Contudo, logo o indivíduo se depara com um outro mundo, uma outra realidade:
Tô de condicional, tenho que ir no Fórum de três em três mês. Graças a Deus, mas nossa Deus, é uma vida difícil, viu! Se ocê não tiver muita fé em Deus, cê cai em besteira, tem muitos que desespera e volta pra grade de bobeira. Eu não tô nem aí, eu não devo mais nada a ninguém, o que eu devia, eu tô pagando! O que eu tinha que pagar, quis que eu pagasse, paguei! Agora, tô na rua de novo, tô trabalhando, mas nó! A gente fica mais desesperado, por causa, né, tem que correr atrás, hoje não tem serviço, amanhã não tem também, depois já aparece. Então, graças a Deus, igual eu falei c'ocê, que eu sou, graças a Deus, eu sou sossegado, mas tem muitos que não consegue viver aqui dentro, não, já passou lá, às vezes, eles acha que isso não dá mais (Renato).

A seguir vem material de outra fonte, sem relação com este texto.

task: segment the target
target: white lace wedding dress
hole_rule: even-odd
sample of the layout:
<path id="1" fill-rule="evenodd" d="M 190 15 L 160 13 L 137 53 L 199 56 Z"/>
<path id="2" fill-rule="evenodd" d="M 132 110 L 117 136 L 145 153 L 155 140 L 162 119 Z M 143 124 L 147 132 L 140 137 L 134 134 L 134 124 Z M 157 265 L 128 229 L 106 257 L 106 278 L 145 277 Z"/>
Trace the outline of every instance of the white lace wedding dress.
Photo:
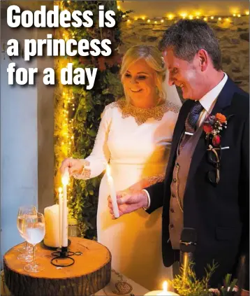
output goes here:
<path id="1" fill-rule="evenodd" d="M 99 175 L 110 164 L 117 191 L 142 178 L 155 181 L 165 174 L 179 107 L 166 102 L 152 109 L 140 109 L 119 100 L 103 113 L 94 148 L 85 160 L 81 178 Z M 98 241 L 112 254 L 112 267 L 149 289 L 161 288 L 172 279 L 161 255 L 161 211 L 151 215 L 143 209 L 111 219 L 110 194 L 105 174 L 101 183 L 97 213 Z M 93 258 L 94 260 L 94 258 Z"/>

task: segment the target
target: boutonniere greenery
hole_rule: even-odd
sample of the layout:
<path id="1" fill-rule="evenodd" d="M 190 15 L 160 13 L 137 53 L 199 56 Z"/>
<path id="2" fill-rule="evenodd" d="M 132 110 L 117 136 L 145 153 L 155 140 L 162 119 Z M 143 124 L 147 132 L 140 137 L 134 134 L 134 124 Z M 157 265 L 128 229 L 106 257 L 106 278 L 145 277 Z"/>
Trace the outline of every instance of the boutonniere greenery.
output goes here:
<path id="1" fill-rule="evenodd" d="M 220 145 L 221 133 L 227 128 L 228 120 L 231 116 L 226 118 L 221 113 L 216 113 L 215 115 L 209 115 L 205 121 L 203 130 L 206 134 L 206 140 L 211 140 L 214 147 Z"/>

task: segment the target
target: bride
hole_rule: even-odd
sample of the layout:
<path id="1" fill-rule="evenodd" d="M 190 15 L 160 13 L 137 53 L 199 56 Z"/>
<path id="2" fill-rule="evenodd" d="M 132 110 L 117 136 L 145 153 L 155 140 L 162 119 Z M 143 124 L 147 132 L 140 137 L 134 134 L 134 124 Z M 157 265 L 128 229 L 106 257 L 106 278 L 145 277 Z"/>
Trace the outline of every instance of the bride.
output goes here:
<path id="1" fill-rule="evenodd" d="M 108 163 L 117 191 L 162 181 L 181 106 L 175 86 L 164 83 L 166 73 L 156 48 L 130 48 L 121 69 L 125 99 L 105 108 L 91 155 L 66 159 L 61 172 L 68 167 L 75 178 L 87 179 L 101 174 Z M 113 269 L 147 289 L 161 288 L 163 281 L 172 278 L 172 269 L 162 262 L 161 209 L 151 215 L 140 209 L 114 220 L 109 195 L 105 174 L 99 190 L 98 241 L 110 251 Z"/>

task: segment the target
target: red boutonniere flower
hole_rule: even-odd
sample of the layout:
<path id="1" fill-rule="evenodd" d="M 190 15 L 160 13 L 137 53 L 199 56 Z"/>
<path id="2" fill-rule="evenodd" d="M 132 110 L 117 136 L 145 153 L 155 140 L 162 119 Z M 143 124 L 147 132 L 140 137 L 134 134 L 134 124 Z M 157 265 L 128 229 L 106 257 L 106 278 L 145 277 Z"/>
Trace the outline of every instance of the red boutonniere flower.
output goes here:
<path id="1" fill-rule="evenodd" d="M 212 139 L 214 146 L 221 143 L 221 132 L 227 128 L 227 119 L 225 115 L 216 113 L 209 115 L 203 124 L 203 130 L 206 133 L 206 139 Z"/>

E fala sobre os apelos da criminalidade:
Porque muitos colega e tudo, se ocê reencontrar colega, chama a gente pra aprontar de novo. Se ocê não for forte, cê cai em besteira, porque... Os colega de antigamente que a gente aprontava e tudo. A gente tem que... porque se a gente for em bobeira, acaba indo é, voltando é pras grade de novo. Mexer com coisa errada tem que pagar, né? Não adianta, a pessoa às vezes quer ganhar o mundo, acaba perdendo é a vida. Não adianta ver aquele tênis de 500, 400 real: 'Ah, vou comprar e tal'. Vou comprar se Deus me abençoar, saber que eu tô comprando foi adquirido do meu suor. Muito mais melhor. Tenho certeza que se for comprar adquirido do suor da gente e tal... Se ele ia durar um ano, esse aí cê vai ter mais cuidado que ele vai durar uns dois e tudo. Porque quando cê tem as coisa muito fácil, não dá muito valor, não. Aí, graças a Deus, a gente tem que saber viver. Porque, não adianta. Querer pegar, às vezes por causa de mixaria cê passar por uma humilhação danada (Renato).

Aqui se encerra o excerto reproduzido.